One of the main problems in evaluation is to even out the influence of these co-variables on treatment outcome and thereby allow an unbiased comparison of treatment success between the two therapeutic groups.
There are two approaches to accomplish this:
• During stratification, subgroups (strata) with similar values in their co-variables are devised. The comparison between control group and test group (estimation of effect size) occurs within the subgroups. The comparative results are summarized in adequate form based on subgroups (9).

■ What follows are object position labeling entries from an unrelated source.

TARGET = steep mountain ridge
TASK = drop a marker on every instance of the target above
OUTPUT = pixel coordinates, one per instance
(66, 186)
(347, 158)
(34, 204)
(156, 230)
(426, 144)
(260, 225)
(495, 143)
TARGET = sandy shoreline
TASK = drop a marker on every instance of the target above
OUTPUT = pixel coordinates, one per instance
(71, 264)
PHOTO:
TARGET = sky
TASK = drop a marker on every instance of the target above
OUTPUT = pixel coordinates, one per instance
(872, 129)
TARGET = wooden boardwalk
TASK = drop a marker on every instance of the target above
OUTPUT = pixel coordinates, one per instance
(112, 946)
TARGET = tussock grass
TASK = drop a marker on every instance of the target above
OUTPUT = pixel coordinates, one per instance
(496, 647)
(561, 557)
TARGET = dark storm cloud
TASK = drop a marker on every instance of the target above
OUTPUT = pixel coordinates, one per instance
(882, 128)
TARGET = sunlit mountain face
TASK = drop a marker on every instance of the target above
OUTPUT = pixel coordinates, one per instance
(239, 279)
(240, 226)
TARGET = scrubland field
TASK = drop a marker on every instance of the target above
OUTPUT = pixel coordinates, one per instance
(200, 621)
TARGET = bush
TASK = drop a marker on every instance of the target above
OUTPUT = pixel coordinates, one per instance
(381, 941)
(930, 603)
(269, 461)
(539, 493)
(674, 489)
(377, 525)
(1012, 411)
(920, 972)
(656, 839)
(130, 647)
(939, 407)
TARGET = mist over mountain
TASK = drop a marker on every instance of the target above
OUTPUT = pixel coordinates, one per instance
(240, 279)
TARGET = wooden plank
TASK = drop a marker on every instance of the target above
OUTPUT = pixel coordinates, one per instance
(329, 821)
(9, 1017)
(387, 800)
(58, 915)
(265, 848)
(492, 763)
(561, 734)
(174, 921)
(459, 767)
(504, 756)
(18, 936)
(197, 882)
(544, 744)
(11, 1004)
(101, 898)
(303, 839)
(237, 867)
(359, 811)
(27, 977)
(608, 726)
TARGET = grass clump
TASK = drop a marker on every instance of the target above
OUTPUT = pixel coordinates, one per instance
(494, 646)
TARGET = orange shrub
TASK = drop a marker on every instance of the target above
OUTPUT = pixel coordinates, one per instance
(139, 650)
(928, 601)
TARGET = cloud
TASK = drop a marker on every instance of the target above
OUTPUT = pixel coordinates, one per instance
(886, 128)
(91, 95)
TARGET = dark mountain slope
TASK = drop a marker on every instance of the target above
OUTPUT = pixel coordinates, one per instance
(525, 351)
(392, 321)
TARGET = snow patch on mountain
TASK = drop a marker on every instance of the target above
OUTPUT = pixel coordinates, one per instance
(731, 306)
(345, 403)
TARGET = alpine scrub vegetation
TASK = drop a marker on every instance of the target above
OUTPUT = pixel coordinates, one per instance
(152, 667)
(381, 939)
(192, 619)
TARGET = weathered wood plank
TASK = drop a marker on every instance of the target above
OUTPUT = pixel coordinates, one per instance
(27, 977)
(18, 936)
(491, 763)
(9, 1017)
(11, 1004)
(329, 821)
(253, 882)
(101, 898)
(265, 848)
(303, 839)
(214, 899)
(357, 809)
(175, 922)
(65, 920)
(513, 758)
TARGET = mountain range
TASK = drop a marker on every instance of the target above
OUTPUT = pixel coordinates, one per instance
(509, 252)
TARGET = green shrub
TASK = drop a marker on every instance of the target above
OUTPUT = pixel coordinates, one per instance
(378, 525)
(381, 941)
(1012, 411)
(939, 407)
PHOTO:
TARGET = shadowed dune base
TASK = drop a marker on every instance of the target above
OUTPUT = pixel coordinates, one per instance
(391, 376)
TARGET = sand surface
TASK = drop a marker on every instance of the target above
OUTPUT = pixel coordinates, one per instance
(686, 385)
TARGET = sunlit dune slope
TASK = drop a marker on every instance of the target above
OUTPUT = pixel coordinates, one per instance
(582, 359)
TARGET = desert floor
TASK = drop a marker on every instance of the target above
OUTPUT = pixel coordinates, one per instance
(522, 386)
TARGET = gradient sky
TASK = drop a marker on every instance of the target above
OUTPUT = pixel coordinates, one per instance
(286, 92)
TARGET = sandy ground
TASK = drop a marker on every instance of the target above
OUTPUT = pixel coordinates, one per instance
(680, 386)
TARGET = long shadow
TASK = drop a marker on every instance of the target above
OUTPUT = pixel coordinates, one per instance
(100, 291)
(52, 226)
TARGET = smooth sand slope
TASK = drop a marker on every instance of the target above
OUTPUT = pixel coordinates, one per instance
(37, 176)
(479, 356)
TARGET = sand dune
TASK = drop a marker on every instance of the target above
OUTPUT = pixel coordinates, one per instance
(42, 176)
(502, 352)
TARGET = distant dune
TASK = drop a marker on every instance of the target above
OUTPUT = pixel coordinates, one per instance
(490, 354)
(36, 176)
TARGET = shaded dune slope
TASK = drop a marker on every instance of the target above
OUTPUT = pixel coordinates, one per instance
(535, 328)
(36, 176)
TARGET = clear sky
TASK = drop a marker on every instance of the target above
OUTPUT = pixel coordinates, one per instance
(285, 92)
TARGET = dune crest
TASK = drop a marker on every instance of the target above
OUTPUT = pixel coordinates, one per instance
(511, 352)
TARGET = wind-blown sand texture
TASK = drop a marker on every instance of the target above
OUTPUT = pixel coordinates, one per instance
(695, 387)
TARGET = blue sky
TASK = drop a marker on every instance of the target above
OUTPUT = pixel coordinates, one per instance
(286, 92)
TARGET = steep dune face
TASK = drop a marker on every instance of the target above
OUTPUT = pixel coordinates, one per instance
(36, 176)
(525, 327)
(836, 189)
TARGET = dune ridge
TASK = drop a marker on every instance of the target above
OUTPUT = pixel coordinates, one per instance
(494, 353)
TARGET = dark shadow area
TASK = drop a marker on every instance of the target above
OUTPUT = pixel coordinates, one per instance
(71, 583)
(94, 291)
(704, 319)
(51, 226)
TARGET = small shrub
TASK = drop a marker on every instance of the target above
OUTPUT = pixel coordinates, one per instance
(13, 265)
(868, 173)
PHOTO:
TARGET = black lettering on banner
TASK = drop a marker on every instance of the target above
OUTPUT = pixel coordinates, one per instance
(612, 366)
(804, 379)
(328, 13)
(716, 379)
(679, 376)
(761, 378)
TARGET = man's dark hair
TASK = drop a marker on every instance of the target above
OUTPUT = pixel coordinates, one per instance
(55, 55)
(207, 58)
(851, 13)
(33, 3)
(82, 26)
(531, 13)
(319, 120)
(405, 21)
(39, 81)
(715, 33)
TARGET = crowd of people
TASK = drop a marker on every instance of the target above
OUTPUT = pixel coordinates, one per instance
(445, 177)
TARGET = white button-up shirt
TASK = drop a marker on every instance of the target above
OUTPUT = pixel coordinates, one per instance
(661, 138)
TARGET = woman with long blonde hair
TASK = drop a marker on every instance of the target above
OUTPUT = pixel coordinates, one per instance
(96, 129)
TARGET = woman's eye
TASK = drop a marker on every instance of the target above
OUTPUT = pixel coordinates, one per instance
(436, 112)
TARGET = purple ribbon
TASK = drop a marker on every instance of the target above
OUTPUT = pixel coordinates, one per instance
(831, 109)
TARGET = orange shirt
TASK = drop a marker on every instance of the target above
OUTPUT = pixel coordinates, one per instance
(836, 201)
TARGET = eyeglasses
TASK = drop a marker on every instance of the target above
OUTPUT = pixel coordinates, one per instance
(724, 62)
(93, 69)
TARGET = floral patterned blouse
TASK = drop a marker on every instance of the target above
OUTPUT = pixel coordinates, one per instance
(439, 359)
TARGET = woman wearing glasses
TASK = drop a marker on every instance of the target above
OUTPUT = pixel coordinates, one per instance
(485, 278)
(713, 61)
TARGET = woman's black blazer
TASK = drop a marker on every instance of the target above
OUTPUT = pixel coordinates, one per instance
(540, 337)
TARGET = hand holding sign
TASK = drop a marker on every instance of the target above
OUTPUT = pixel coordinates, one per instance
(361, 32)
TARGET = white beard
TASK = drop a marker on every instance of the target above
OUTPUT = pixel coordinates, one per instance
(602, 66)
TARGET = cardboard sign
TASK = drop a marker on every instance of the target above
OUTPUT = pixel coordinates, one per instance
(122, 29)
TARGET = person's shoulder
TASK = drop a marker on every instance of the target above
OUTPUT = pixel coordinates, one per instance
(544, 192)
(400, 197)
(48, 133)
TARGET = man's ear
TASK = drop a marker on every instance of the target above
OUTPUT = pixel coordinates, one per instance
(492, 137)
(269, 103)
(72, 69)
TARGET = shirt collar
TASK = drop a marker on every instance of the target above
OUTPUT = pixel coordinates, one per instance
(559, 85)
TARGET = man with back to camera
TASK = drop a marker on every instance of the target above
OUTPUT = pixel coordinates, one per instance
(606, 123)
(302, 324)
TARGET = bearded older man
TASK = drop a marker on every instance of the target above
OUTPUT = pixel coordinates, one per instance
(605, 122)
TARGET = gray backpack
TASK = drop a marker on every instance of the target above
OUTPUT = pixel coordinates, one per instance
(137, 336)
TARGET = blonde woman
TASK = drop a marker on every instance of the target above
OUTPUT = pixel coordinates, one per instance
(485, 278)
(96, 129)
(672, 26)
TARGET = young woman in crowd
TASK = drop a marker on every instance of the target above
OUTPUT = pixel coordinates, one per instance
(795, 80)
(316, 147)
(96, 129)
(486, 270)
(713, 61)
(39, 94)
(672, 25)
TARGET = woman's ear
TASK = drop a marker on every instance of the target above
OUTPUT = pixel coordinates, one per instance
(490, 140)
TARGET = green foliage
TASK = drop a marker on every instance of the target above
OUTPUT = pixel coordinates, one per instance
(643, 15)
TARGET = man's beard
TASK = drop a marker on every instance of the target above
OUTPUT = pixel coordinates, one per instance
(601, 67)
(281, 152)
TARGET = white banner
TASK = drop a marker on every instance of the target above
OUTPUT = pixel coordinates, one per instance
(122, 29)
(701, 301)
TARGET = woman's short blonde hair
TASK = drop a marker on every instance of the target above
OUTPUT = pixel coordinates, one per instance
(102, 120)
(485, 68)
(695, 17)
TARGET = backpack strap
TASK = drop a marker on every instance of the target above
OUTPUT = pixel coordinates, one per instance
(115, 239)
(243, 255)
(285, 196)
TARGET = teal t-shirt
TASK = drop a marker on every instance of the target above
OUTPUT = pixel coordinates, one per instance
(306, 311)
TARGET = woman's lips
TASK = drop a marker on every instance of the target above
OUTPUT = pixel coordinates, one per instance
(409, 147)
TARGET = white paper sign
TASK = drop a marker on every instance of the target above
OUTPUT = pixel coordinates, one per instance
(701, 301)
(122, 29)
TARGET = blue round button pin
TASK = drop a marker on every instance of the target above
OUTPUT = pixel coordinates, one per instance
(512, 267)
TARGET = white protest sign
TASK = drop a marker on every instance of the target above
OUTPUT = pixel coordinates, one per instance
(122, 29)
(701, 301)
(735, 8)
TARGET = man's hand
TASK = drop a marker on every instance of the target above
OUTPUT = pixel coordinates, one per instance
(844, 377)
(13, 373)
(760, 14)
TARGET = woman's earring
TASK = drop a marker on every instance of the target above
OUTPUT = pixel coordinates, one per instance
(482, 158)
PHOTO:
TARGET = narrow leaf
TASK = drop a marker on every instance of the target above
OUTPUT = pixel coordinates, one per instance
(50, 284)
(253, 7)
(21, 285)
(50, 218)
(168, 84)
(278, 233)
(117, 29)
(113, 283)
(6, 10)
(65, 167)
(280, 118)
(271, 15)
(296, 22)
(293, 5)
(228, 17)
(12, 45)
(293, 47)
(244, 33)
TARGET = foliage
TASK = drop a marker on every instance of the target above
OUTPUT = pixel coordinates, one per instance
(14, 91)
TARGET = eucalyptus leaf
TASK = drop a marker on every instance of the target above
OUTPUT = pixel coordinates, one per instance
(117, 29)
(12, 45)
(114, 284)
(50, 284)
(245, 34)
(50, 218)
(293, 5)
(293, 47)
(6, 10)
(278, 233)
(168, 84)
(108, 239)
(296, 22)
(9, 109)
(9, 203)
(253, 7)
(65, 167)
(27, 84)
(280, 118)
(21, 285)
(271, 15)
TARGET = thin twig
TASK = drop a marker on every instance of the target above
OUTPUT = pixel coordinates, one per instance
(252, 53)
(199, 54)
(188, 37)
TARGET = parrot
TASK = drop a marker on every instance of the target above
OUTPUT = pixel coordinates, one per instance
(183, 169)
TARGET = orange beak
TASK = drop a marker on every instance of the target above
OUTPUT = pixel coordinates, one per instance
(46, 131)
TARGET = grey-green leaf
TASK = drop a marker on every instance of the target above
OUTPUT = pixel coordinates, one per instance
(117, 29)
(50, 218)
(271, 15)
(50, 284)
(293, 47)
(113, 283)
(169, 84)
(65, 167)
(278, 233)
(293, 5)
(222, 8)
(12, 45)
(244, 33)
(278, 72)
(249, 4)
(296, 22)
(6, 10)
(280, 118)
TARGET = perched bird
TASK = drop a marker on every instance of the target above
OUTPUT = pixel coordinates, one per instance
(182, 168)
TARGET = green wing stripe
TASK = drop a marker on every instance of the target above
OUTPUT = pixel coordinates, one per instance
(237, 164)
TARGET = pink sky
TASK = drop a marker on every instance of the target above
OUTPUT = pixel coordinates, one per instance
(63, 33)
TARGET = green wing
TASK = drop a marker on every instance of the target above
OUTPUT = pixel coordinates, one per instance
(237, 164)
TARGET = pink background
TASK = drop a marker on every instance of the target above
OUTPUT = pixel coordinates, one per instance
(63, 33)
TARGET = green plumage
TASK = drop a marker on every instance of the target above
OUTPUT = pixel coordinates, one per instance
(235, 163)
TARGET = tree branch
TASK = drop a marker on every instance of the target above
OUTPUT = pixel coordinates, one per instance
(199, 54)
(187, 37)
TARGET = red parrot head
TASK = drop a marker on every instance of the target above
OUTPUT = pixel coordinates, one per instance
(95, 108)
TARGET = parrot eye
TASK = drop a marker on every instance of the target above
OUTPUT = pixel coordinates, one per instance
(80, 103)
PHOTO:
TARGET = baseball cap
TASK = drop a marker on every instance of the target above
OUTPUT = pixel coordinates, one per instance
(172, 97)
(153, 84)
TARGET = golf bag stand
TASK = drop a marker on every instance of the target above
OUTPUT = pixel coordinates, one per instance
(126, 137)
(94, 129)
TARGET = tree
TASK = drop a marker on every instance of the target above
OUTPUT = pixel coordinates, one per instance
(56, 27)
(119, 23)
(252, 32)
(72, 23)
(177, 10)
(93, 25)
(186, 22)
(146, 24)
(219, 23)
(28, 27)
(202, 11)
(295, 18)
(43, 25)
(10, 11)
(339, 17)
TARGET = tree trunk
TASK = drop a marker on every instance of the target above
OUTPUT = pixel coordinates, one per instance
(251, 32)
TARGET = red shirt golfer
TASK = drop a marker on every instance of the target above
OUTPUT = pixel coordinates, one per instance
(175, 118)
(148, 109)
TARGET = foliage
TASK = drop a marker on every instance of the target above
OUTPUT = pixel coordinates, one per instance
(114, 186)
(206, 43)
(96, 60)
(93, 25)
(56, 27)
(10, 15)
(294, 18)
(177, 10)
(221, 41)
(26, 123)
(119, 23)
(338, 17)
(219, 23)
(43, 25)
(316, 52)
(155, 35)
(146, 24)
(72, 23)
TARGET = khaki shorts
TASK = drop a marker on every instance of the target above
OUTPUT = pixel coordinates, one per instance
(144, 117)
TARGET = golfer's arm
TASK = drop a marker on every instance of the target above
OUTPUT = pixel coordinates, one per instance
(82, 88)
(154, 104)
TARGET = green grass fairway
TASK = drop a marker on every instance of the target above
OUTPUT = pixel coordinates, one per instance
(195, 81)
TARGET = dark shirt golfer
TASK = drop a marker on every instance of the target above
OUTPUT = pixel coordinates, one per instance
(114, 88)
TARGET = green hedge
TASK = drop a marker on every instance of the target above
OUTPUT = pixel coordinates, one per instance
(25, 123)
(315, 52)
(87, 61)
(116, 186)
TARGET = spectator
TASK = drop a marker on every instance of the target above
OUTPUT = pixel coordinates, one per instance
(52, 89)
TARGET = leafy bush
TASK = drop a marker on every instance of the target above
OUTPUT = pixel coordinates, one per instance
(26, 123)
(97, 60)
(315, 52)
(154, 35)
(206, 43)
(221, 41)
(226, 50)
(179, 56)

The matched-pairs technique constitutes a special type of stratification in which the subgroup consists of both a patient pair and similar values for co-variables, in which one patient receives the test treatment while the other receives the control treatment.
• In analysis of co-variance, the dependency of therapeutic success on co-variables is conceived via an adequate function (usually a linear function of the scaled and transformed respective co-variables). With this function, the observed therapeutic results are converted to a common reference value of the co-variables and these (cleansed) results are then compared between the treatment groups.
These problems are surmounted by use of a balancing score. This is a function of all co-variables that could possibly influence treatment allocation, so that at a given value of this function the distribution is independent of the co-variables. To achieve adjustment, stratification according to all possible combinations is no longer necessary: one only needs to stratify according to the values of the function, or clear therapeutic efficacy with the one function of balancing score.
A balancing score that lends itself for observational studies is the probability of the allocation of test treatment as a function of the co-variable (“allocation score” or “propensity score”) (12, 13). If the function entails all the co-variables that influence treatment allocation, stratification—or better co-variance analysis—according to propensity score offers an optimal adjustment. In this case, following adjustment using the allocation score the therapeutic comparison is as unbiased, and valid, as with random distribution.
Beyond that, the propensity score offers other valuable information on the conditions and variables that induce doctors in practice to apply a certain test treatment. Generally, the advantage of cohort studies vs. randomized studies is that they offer a pristine picture of practical application of the medicine, and can also point out risks that cannot be determined in controlled trials (5).
The practicality and effectiveness of a balancing score was demonstrated in several observational studies (2, 6, 11, 14, 15). In an extensive comparison of controlled clinical trials and observational studies it was shown that therapeutic effects estimated by applied observations did not differ in quality, nor were they consistently larger than the results achieved by randomized, controlled studies (1).